Describe the first rescue package in May 2010 of 110bn Euros?
With Greek economy deteriorating in 2010, IMF agreed to provide €15 billion on April 24 as the fist part of the rescue package. Three days following, Standard & Poor’s downgraded Greek bonds by three notches to BB+, or “junk” status, which directly caused Greece loose its access to capital markets. On May 2, EU and IMF claimed an aid package of €110 billion. “The number was based on an allowance of €100 billion so Greece could stay out of the markets for three years, plus an added 10 billion for the safety of the baking system,” Papaconstantinou, the Greek finance minister, explained.
EU countries provided €80 billion, while IMF provided the rest €30 billion. The loans would be disbursed in tranches beginning at May 2010 for a period of three years. Greece will pay a 5% interest on the debt and repay the principal over five years. The package aimed to enable Greece to roll over 100% of its existing debt in the private markets by 2013. Greece would begin repaying the €110 billion loans in the third quarter of 2013. In return, Greece agreed to undertake structural reforms to improve growth and reduce the fiscal deficit blew 3% by 2014.
Describe the creation and conditions of the EFSF?

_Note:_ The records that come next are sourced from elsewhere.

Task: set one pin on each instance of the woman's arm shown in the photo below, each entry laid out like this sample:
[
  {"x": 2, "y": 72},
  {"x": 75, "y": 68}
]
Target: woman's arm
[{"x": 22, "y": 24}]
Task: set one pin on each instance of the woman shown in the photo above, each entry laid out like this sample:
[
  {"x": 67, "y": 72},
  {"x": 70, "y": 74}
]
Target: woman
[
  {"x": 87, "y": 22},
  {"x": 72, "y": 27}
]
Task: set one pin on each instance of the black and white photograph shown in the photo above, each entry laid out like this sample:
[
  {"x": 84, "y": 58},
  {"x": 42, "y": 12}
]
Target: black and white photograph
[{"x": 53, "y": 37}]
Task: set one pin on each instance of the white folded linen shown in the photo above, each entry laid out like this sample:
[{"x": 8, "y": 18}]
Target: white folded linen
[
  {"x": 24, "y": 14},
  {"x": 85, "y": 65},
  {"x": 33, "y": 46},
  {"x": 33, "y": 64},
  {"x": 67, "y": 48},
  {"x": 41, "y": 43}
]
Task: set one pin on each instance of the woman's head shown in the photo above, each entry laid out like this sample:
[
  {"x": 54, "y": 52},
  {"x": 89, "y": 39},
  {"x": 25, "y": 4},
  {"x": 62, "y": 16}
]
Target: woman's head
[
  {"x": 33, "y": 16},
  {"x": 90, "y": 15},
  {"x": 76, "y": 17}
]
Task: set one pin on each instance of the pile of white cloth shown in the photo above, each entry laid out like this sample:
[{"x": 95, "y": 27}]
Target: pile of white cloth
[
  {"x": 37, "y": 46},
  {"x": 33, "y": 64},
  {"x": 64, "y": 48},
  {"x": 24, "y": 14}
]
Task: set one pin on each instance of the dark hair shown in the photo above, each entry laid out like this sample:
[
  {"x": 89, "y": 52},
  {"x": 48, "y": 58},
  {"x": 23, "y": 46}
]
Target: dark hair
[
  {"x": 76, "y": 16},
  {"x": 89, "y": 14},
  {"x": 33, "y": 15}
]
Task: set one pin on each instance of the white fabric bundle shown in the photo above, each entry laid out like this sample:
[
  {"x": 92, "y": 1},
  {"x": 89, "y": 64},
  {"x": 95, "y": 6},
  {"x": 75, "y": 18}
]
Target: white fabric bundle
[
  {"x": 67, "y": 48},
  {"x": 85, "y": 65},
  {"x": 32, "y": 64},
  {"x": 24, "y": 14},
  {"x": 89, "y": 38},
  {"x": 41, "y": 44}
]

A new “European Financial Stability Facility” (EFSF) was incorporated one week after the rescue package for Greece was announced, on June 7th 2010 in Luxembourg. EFSF was formed in the fears of global financial panic following the claim of Greek rescue package, and in the political gap when Merkel’s party lost regional election. Merkel was fantastically against providing aid to EU countries. “The EFSF’s objective is to preserve financial stability of Europe’s monetary union by providing temporary financial assistance to euro area Member States in difficulty.” EFSF loans is up to €440 billion. It could make loans directly and seek funds in the market, and was designed to have AAA rating. Conditions for loans would be similar to those required of Greece.